The Last Stargazers
An astronomer pulls back the curtain on the ‘rigors and delights and jerry-rigging absurdity’ of the past century of observational astronomy, while looking ahead to a future in which robots, not humans, peer skyward in pursuit of the Universe’s secrets.
Emily Levesque's 15-year career as an observational astronomer has been full of surprises, hardships, worldwide travel and awe-inspiring discoveries. She’s shared that road with a unique cohort, a group of astronomers braving mountain passes, subzero temperatures, poisonous or otherwise hostile fauna and flora, and the pulse-quickening technical difficulties of telescopes the size and weight of apartment buildings. In THE LAST STARGAZERS, she weaves together the incredible episodes and experiences of over a hundred astronomers and observatory employees to build a narrative history of observational astronomy, offer a tour d’horizon of the research behind our current understanding of the Universe and reveal the transformative developments in the field’s immediate future.

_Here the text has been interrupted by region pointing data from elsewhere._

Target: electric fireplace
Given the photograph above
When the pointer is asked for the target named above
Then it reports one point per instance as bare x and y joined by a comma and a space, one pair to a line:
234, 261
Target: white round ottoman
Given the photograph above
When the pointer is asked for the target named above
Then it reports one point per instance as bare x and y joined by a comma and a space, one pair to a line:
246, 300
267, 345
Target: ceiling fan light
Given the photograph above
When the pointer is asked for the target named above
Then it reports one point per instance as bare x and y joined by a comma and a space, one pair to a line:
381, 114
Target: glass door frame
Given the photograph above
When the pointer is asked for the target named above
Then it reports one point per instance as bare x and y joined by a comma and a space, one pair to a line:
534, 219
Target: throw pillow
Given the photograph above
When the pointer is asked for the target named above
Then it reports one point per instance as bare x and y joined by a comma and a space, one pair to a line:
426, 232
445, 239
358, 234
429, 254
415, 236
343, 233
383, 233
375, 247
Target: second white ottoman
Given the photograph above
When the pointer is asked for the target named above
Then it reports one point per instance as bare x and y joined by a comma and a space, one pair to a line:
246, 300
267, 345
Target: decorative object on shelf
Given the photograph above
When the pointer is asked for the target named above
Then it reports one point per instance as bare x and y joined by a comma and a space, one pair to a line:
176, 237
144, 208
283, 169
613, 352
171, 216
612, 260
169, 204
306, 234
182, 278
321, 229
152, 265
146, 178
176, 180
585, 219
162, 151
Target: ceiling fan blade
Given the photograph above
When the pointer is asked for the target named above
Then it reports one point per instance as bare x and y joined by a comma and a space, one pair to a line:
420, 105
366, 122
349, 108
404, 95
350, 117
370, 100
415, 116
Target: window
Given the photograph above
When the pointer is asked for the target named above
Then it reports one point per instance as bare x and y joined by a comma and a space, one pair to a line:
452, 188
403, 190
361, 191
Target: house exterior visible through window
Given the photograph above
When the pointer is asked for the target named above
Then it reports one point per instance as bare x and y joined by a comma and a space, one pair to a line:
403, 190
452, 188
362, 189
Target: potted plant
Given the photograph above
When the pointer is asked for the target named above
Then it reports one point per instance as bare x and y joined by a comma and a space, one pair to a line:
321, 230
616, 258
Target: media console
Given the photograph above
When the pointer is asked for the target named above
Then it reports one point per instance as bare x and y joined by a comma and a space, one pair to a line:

That future includes the rise of robotic telescopes such as the LSST – a triumph of modern technology, able to map the Universe in unprecedented detail and generate dozens of terabytes of data in a single night. The LSST will usher in a new age rich in data and potential discoveries, but it will also signal the end of a certain type of human discovery and creativity that has been with us since Galileo.
THE LAST STARGAZERS tells these human stories not simply to preserve them but also to remind us that our ingenuity and curiosity should not be wholly sacrificed in the pursuit of gleaming columns of big data. Levesque’s own story shows us that brilliant scientists can do more than move the wheel of scientific progress forward; they can also inspire future generations to take up the effort.